Bev Craig, chair of Manchester council’s health scrutiny committee
Coun Craig chaired several meetings late last year and earlier this year where trust bosses were questioned about their plans.
“Mental health services are underfunded nationally, and the trust appears to have been forced into this decision by nationally set ‘efficiency’ targets.
“However it’s extremely disappointing to see valuable support services for vulnerable people are still being cut, especially at a time when remaining mental health services are over-subscribed and under strain.
“The priority should undoubtedly be supporting the people using these services to make sure no one suffers as a result.”
Paul Reid, chair of Manchester Users Network
“We expected this. We would actually like to see them trim some of the wages of those board members.
“We feel it would have benefited a lot of the services users today.
“We definitely believe that what’s happened today will cause loss of life. We’d like the MEN to keep an eye on that.”
Manchester CCGs, which fund the mental health trust
The city’s three clinical commissioning groups have added an extra £1m into the trust’s budget for next year, the M.E.N. understands, but that still left a £1.5m shortfall.
In a statement, the CCGs said: “We’d like to reassure patients and their loved ones that our priorities are around keeping people safe and well, which is why we are committed to a long-term Mental Health Improvement Programme in Manchester.
“This is a programme which will address the long-standing issues in Manchester by reducing waiting lists for services, improving integration with physical health services and ensuring that people do not have to travel far away from Manchester when they are acutely ill.

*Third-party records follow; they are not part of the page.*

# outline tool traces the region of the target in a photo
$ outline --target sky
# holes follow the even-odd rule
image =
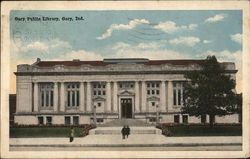
[[[28,17],[59,21],[30,21]],[[36,58],[168,60],[215,55],[220,62],[235,62],[236,90],[242,90],[241,10],[13,10],[10,41],[12,72],[17,64],[32,64]],[[14,74],[11,93],[15,93]]]

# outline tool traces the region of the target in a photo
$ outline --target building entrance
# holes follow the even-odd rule
[[[131,98],[121,99],[121,117],[132,118],[132,99]]]

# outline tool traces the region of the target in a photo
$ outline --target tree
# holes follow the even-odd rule
[[[188,82],[184,86],[184,106],[182,113],[190,116],[209,115],[213,127],[215,115],[236,113],[238,95],[235,93],[235,80],[225,74],[225,68],[215,56],[208,56],[197,71],[185,74]]]

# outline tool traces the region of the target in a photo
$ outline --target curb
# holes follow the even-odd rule
[[[242,143],[194,143],[194,144],[183,144],[183,143],[173,143],[173,144],[55,144],[55,145],[14,145],[10,144],[10,147],[171,147],[171,146],[242,146]]]

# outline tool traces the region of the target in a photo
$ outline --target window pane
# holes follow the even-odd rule
[[[70,106],[70,91],[68,91],[68,106]]]
[[[54,93],[53,91],[50,92],[50,106],[54,105]]]
[[[46,117],[46,124],[52,124],[52,117],[50,117],[50,116],[47,116]]]
[[[80,99],[79,99],[79,91],[77,91],[77,97],[76,97],[76,106],[79,106],[80,105]]]
[[[72,101],[72,106],[75,106],[75,91],[72,91],[72,98],[71,98],[71,101]]]
[[[150,90],[148,90],[148,94],[150,94]]]
[[[181,105],[181,90],[178,90],[178,105]]]
[[[201,115],[201,123],[206,123],[206,115]]]
[[[38,117],[38,124],[43,124],[43,117],[41,116]]]
[[[159,90],[156,90],[156,94],[160,94],[160,91],[159,91]]]
[[[46,91],[46,107],[49,106],[49,91]]]
[[[187,115],[183,115],[182,116],[182,121],[183,121],[183,123],[188,123],[188,116]]]
[[[155,90],[152,90],[152,94],[155,94]]]
[[[179,121],[179,115],[174,115],[174,122],[175,123],[179,123],[180,121]]]
[[[174,105],[176,105],[176,90],[173,91],[173,100],[174,100]]]
[[[69,116],[66,116],[66,117],[65,117],[64,123],[67,124],[67,125],[70,124],[70,117],[69,117]]]
[[[44,91],[42,91],[42,107],[44,106]]]
[[[79,117],[73,116],[73,124],[79,124]]]

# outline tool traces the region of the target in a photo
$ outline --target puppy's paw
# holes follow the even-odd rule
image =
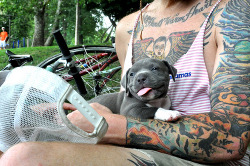
[[[181,117],[180,112],[165,110],[163,108],[159,108],[156,113],[154,119],[163,120],[163,121],[175,121]]]

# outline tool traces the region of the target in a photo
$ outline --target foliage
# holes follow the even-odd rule
[[[152,0],[143,0],[144,5]],[[0,0],[0,27],[5,26],[9,33],[11,18],[11,40],[32,38],[34,34],[35,10],[44,0]],[[45,39],[52,31],[57,9],[57,0],[47,0],[45,8]],[[114,24],[125,15],[139,9],[139,0],[79,0],[80,2],[80,43],[96,44],[108,37],[108,27],[104,27],[103,14]],[[59,16],[59,27],[68,44],[73,44],[76,19],[76,1],[63,0]],[[109,42],[110,43],[110,42]],[[110,43],[111,44],[111,43]],[[54,42],[53,45],[56,45]]]
[[[143,6],[152,0],[143,0]],[[85,0],[88,10],[98,8],[113,21],[119,21],[124,16],[140,9],[139,0]]]

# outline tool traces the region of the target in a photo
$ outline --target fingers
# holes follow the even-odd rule
[[[110,109],[108,109],[107,107],[105,107],[104,105],[101,105],[99,103],[91,103],[89,104],[92,108],[94,108],[94,110],[96,110],[99,114],[100,112],[104,112],[104,113],[112,113],[112,111]]]
[[[76,107],[73,106],[72,104],[70,103],[63,103],[63,109],[65,110],[71,110],[71,111],[75,111],[76,110]]]

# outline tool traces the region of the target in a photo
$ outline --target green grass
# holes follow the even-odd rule
[[[60,53],[58,46],[24,47],[8,50],[19,55],[31,55],[33,57],[33,62],[30,65],[37,65],[48,57]],[[4,68],[8,64],[8,56],[5,51],[6,50],[0,50],[0,69]]]

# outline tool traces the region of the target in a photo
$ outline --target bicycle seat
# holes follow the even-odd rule
[[[13,67],[20,67],[26,62],[32,62],[31,55],[17,55],[9,50],[6,50],[6,54],[9,57],[9,62]]]

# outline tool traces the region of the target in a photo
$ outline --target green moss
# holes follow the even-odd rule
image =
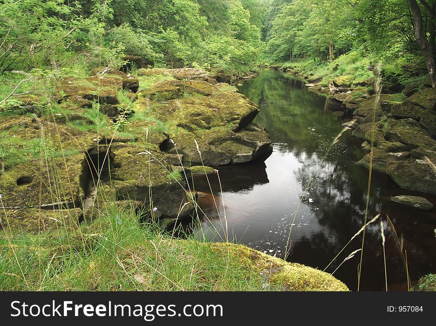
[[[270,290],[348,291],[345,284],[330,274],[312,267],[287,262],[241,245],[211,245],[217,254],[228,253],[244,268],[257,270],[266,278],[264,284]]]

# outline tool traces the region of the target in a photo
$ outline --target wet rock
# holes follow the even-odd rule
[[[436,274],[429,274],[421,277],[412,291],[436,291]]]
[[[70,101],[98,101],[100,103],[117,104],[118,92],[123,89],[121,79],[106,76],[87,78],[67,77],[60,81],[56,90]]]
[[[187,197],[181,176],[172,174],[170,164],[158,148],[145,151],[148,147],[119,144],[113,148],[111,176],[118,197],[156,207],[166,217],[188,215],[193,205]]]
[[[164,74],[172,76],[179,80],[206,80],[208,72],[201,69],[194,68],[180,68],[178,69],[139,69],[137,71],[138,76],[154,76]]]
[[[350,76],[345,75],[336,77],[333,79],[333,84],[336,87],[349,87],[351,85]]]
[[[404,162],[390,162],[386,171],[402,188],[436,194],[436,171],[426,161],[409,158]]]
[[[271,141],[264,128],[259,125],[256,127],[257,131],[234,132],[226,127],[179,131],[171,135],[176,147],[168,146],[166,150],[173,153],[176,148],[186,164],[218,166],[264,160],[272,152]]]
[[[126,73],[134,68],[145,68],[153,66],[154,65],[152,62],[138,56],[125,56],[123,57],[123,60],[127,62],[120,67],[120,70]]]
[[[371,148],[369,148],[371,150]],[[373,151],[372,169],[375,171],[385,173],[387,165],[392,161],[404,161],[410,157],[408,152],[392,152],[383,147],[375,147]],[[369,169],[371,163],[371,154],[367,154],[363,158],[356,162],[359,165]]]
[[[436,110],[436,89],[427,88],[408,98],[406,103],[411,103],[428,110]]]
[[[213,243],[216,255],[230,255],[262,278],[264,288],[271,291],[348,291],[330,274],[300,264],[288,262],[241,245]]]
[[[141,95],[155,101],[164,101],[199,94],[211,95],[218,89],[206,81],[168,80],[157,83]]]
[[[150,108],[150,116],[160,121],[190,131],[224,126],[237,130],[246,127],[259,112],[257,106],[245,96],[226,88],[204,81],[171,81],[159,83],[146,94],[167,102]],[[175,98],[177,101],[171,100]],[[147,99],[140,99],[136,105],[144,110]]]
[[[436,138],[436,111],[425,111],[419,122],[434,138]]]
[[[389,128],[384,133],[386,140],[401,142],[411,149],[418,147],[430,150],[436,149],[436,140],[415,120],[390,120],[388,123]]]
[[[218,170],[210,166],[191,166],[189,169],[191,173],[194,175],[205,174],[216,174]]]
[[[2,216],[3,228],[15,233],[54,233],[77,229],[82,209],[6,209]],[[5,218],[4,216],[7,216]],[[1,228],[0,228],[1,229]]]
[[[390,200],[400,204],[413,206],[413,207],[426,210],[430,210],[433,208],[433,204],[425,198],[417,196],[401,195],[391,197]]]
[[[84,199],[86,171],[84,154],[54,159],[48,163],[35,160],[14,166],[0,175],[0,194],[6,207],[80,207]],[[56,208],[59,208],[56,207]]]

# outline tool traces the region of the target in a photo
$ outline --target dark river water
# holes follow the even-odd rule
[[[347,118],[326,109],[326,97],[303,82],[266,70],[238,87],[259,105],[254,122],[269,131],[273,151],[265,163],[217,168],[220,185],[216,176],[209,179],[211,187],[205,177],[196,179],[196,190],[214,197],[200,198],[205,216],[191,227],[199,238],[221,241],[228,232],[233,242],[281,258],[289,238],[288,261],[323,270],[364,224],[369,170],[354,163],[365,153],[349,130],[326,156]],[[368,219],[382,214],[388,289],[406,291],[405,264],[385,216],[403,239],[413,285],[436,272],[436,212],[387,200],[399,195],[422,196],[435,204],[436,196],[401,189],[386,175],[373,174]],[[326,271],[360,249],[362,239],[356,237]],[[357,289],[360,261],[359,252],[333,274],[352,290]],[[367,229],[360,289],[385,290],[380,220]]]

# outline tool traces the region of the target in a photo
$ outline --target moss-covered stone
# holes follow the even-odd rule
[[[156,207],[158,214],[165,217],[186,216],[193,205],[181,180],[170,177],[172,169],[164,154],[149,151],[147,147],[129,144],[114,146],[111,183],[118,198]]]
[[[391,197],[390,200],[395,202],[398,202],[409,206],[426,210],[430,210],[433,208],[433,204],[425,198],[418,197],[418,196],[409,196],[401,195]]]
[[[195,133],[179,131],[170,137],[177,152],[183,154],[184,163],[218,166],[267,157],[272,149],[271,142],[265,129],[258,127],[258,131],[237,132],[227,127],[216,127]],[[173,153],[175,148],[169,147],[166,150]]]
[[[436,138],[436,111],[428,110],[424,112],[420,123],[434,138]]]
[[[105,67],[96,68],[91,71],[91,76],[103,76],[121,79],[122,81],[123,89],[129,89],[133,92],[139,88],[139,80],[137,77],[129,73],[125,73],[119,70],[111,69],[107,70]]]
[[[408,152],[391,152],[382,147],[375,147],[373,151],[372,169],[375,171],[385,173],[386,166],[389,162],[403,161],[409,157],[410,157],[410,153]],[[367,154],[356,163],[359,165],[369,169],[371,159],[371,153]]]
[[[201,165],[191,166],[189,168],[189,170],[193,175],[215,174],[217,173],[217,171],[210,166]]]
[[[436,140],[419,123],[411,119],[389,120],[389,129],[385,132],[384,137],[390,141],[402,143],[411,149],[419,147],[431,150],[436,149]]]
[[[162,101],[195,94],[208,96],[218,90],[206,81],[166,80],[155,84],[151,89],[142,94],[151,100]]]
[[[436,109],[436,89],[426,88],[408,98],[405,103],[416,104],[428,110]]]
[[[172,76],[179,80],[206,80],[208,78],[207,71],[195,68],[139,69],[137,73],[138,76],[164,74]]]
[[[388,175],[402,188],[436,194],[436,171],[428,162],[409,158],[404,162],[389,162]]]
[[[436,291],[436,274],[429,274],[421,277],[412,291]]]
[[[259,112],[257,106],[244,95],[220,91],[206,82],[169,81],[155,85],[147,93],[152,99],[170,101],[166,105],[149,106],[149,114],[161,121],[169,123],[189,131],[233,125],[241,129],[251,123]],[[183,94],[199,96],[181,97]],[[207,96],[209,95],[209,96]],[[136,103],[139,111],[149,106],[147,99]]]
[[[272,291],[348,291],[331,275],[300,264],[288,262],[242,245],[212,244],[217,255],[230,255],[243,268],[257,270],[265,289]]]
[[[58,93],[73,102],[83,100],[117,104],[118,92],[123,89],[121,78],[108,76],[87,78],[67,77],[61,80],[56,88]],[[83,105],[83,103],[81,103]]]
[[[0,175],[0,194],[8,207],[80,207],[84,199],[84,154],[67,159],[35,160],[20,163]]]
[[[15,234],[71,231],[79,227],[82,210],[6,209],[0,214],[3,228]]]

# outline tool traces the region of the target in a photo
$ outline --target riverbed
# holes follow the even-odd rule
[[[332,146],[350,118],[330,111],[327,97],[304,82],[265,70],[238,86],[259,106],[254,122],[269,130],[272,154],[265,162],[217,168],[219,179],[196,178],[204,213],[189,228],[199,239],[228,239],[281,258],[288,251],[287,261],[323,270],[363,225],[368,199],[368,220],[380,213],[384,229],[388,290],[406,291],[406,266],[386,216],[403,239],[413,285],[436,271],[436,213],[389,197],[421,196],[436,204],[436,196],[401,189],[386,175],[373,172],[367,198],[369,170],[355,163],[365,154],[362,140],[346,130]],[[385,290],[381,219],[366,230],[360,290]],[[361,249],[362,235],[326,269],[352,290],[357,289],[360,252],[341,264]]]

“The trust’s proposals being considered at their board today have been designed to protect essential services – while reinvesting funds into a new wellbeing service.
“This wellbeing service will then complement the aims of the Mental Health Improvement Programme.”

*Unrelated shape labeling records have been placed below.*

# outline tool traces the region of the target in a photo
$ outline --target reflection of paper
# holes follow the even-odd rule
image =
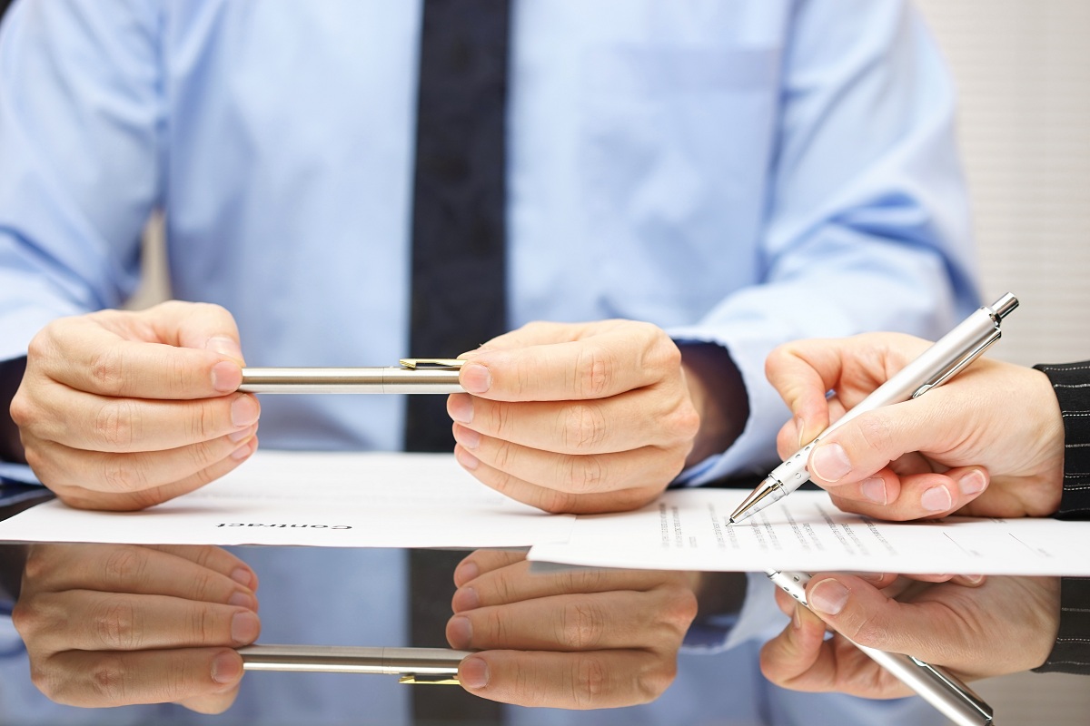
[[[259,451],[222,479],[144,512],[38,505],[0,521],[0,540],[521,546],[567,539],[572,520],[488,489],[449,454]]]
[[[675,490],[637,513],[580,517],[570,540],[537,544],[530,558],[647,569],[1090,576],[1090,522],[883,522],[840,512],[824,492],[799,491],[728,525],[746,493]]]

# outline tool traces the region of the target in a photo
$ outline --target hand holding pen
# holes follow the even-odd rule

Deputy police commissioner Jim Battle
The deputy police and crime commissioner and chair of the new Greater Manchester mental health strategy board demanded an urgent meeting – and urged the trust to put the cuts on hold.
“I am appalled by this decision, which has been apparently been taken without speaking to those whose lives will potentially be devastated.
“Last year, following pressure by local councillors, the trust was forced to carry out a consultation exercise.
“Despite the derisory effort the trust made to consult with service users and the public, the outcome of that consultation resoundingly found that the trust should not go down this road.
“We had been led to believe that the plans were on hold until more sensible proposals could be developed – so I am astonished they have announced this decision.
“It is outrageous that both service users and key stakeholders have been left in the dark.”